4. As an aside, my opinion is that the neuro-symbolic research community would have benefited far more if the authors chose a subset of ARC-AGI [7] that relied on inductive reasoning without the need for grounding, OR a more realistic robotics benchmark like [9] with grounding. I would like to encourage the authors to try and apply SGP to these challenging tasks in the future.
5. No explicit reproducibility statement: Although, the authors provide copious code snippets and experiment details, I’d encourage the authors to commit to reproducibility of their work with code/environment release.

Review Summary

Overall, I would not consider sketch-plan-generalize a groundbreaking idea, since it contains a mix of several existing and well established approaches, and is applied on some carefully designed experiments. That said, I think there is a lot of value in their approach. The paper attempts to solve inherently inductive problems in AI without having to re-learn for each instance. This kind of solution with strong generalization capacity might be of interest to concept learning, neuro-symbolic AI, planning and robotics community. I believe that an AGI system in the near future, must have test time planning and inductive generalization built into it. The authors work with a small problem space, but do a thorough job of accounting their code and experiments in the supplementary section to help reproduce their results.

References

[1] Josh Achiam, Steven Adler, Sandhini Agarwal, Lama Ahmad, Ilge Akkaya, Florencia Leoni Aleman, Diogo Almeida, Janko Altenschmidt, Sam Altman, Shyamal Anadkat, et al. Gpt-4 technical report. arXiv preprint arXiv:2303.08774, 2023

[2] Jacky Liang, Wenlong Huang, Fei Xia, Peng Xu, Karol Hausman, Brian Ichter, Pete Florence, and Andy Zeng. Code as policies: Language model programs for embodied control, 2023.
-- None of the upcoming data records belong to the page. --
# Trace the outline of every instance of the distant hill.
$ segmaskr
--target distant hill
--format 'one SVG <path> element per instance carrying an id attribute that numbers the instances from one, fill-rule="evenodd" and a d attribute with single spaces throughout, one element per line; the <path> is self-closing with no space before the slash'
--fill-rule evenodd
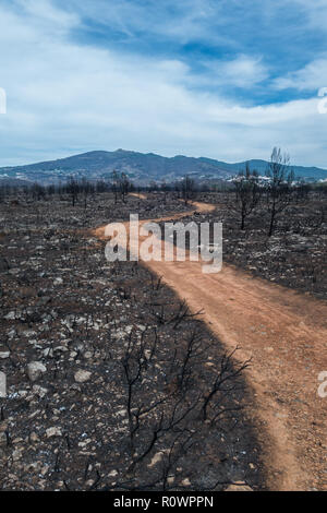
<path id="1" fill-rule="evenodd" d="M 266 160 L 249 160 L 252 169 L 264 175 Z M 211 158 L 194 158 L 177 155 L 162 157 L 154 153 L 137 153 L 125 150 L 116 152 L 88 152 L 68 158 L 0 168 L 0 180 L 27 180 L 41 183 L 65 181 L 70 176 L 86 177 L 89 180 L 108 179 L 113 170 L 125 172 L 138 183 L 152 180 L 173 181 L 191 175 L 201 180 L 227 179 L 245 168 L 245 162 L 227 164 Z M 315 181 L 327 178 L 327 170 L 317 167 L 293 166 L 295 176 Z"/>

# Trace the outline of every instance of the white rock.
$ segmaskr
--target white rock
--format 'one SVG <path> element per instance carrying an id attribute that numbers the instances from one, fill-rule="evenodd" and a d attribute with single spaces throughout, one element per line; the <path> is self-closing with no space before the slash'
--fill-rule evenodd
<path id="1" fill-rule="evenodd" d="M 75 372 L 75 381 L 76 383 L 85 383 L 86 381 L 89 380 L 89 378 L 92 377 L 92 373 L 88 372 L 87 370 L 77 370 L 77 372 Z"/>
<path id="2" fill-rule="evenodd" d="M 31 381 L 37 381 L 45 372 L 47 368 L 40 361 L 31 361 L 27 366 L 27 375 Z"/>
<path id="3" fill-rule="evenodd" d="M 46 434 L 47 434 L 47 438 L 62 437 L 61 428 L 56 428 L 56 427 L 49 428 L 47 429 Z"/>

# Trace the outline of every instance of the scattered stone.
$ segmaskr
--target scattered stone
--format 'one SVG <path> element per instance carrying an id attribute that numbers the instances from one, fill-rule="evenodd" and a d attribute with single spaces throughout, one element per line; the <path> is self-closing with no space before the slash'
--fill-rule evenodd
<path id="1" fill-rule="evenodd" d="M 27 366 L 27 375 L 32 382 L 37 381 L 45 372 L 47 368 L 40 361 L 32 361 Z"/>
<path id="2" fill-rule="evenodd" d="M 87 370 L 77 370 L 75 372 L 74 379 L 76 383 L 86 383 L 92 377 L 92 372 L 88 372 Z"/>
<path id="3" fill-rule="evenodd" d="M 49 428 L 46 431 L 47 438 L 52 438 L 52 437 L 62 437 L 62 431 L 61 428 Z"/>

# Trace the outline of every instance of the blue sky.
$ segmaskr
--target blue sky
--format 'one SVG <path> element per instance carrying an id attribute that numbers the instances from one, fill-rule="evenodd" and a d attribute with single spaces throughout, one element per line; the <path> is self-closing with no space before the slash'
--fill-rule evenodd
<path id="1" fill-rule="evenodd" d="M 327 0 L 0 0 L 0 166 L 118 147 L 327 168 Z"/>

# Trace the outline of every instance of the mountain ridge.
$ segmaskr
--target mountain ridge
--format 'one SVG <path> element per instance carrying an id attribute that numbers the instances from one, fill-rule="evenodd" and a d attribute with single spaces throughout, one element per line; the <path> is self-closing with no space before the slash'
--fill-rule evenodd
<path id="1" fill-rule="evenodd" d="M 247 160 L 252 169 L 264 175 L 267 160 Z M 138 183 L 149 181 L 173 181 L 185 175 L 199 180 L 228 179 L 245 168 L 246 162 L 225 163 L 208 157 L 175 155 L 164 157 L 155 153 L 140 153 L 129 150 L 107 152 L 96 150 L 55 160 L 45 160 L 25 166 L 0 168 L 0 179 L 17 179 L 53 183 L 66 180 L 70 176 L 90 180 L 108 179 L 113 170 L 125 172 Z M 290 166 L 298 178 L 308 181 L 327 179 L 327 170 L 318 167 Z"/>

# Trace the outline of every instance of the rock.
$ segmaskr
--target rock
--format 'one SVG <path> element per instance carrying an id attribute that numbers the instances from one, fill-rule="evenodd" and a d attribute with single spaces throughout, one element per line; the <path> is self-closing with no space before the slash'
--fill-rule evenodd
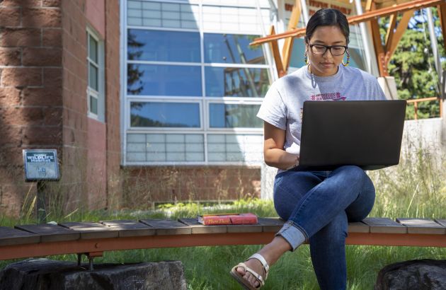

[3] Wang, Ruocheng, et al. "Hypothesis search: Inductive reasoning with language models." arXiv preprint arXiv:2309.05660 (2023).

[4] Grand, Gabriel, et al. "Lilo: Learning interpretable libraries by compressing and documenting code." arXiv preprint arXiv:2310.19791 (2023)

[5] Liu, Weiyu, et al. "Learning Planning Abstractions from Language." The Twelfth International Conference on Learning Representations

[7] https://github.com/fchollet/ARC-AGI

[8] https://github.com/mila-iqia/babyai

[9] https://clvrai.github.io/furniture-bench/

A few questions from the Weaknesses section:

1. Do the authors use any off-the-shelf approach in the Sketch phase? Which one of the three described? What is the underlying pre-trained model there? LLM or VLM?
2. In MCTS, if the actions are discrete, what is the discretization and how large is the search space in general?
3. What is the Loss Loss function used in formula (2)? What is the Exec function?
4. It is not at all clear what is trained in this approach exactly at runtime without considering the pre-training of some components.

How sensitive is the mIoU metric to the representations provided within the demonstration set? It's not obvious to me why this wouldn't limit the generalizability of learned plans.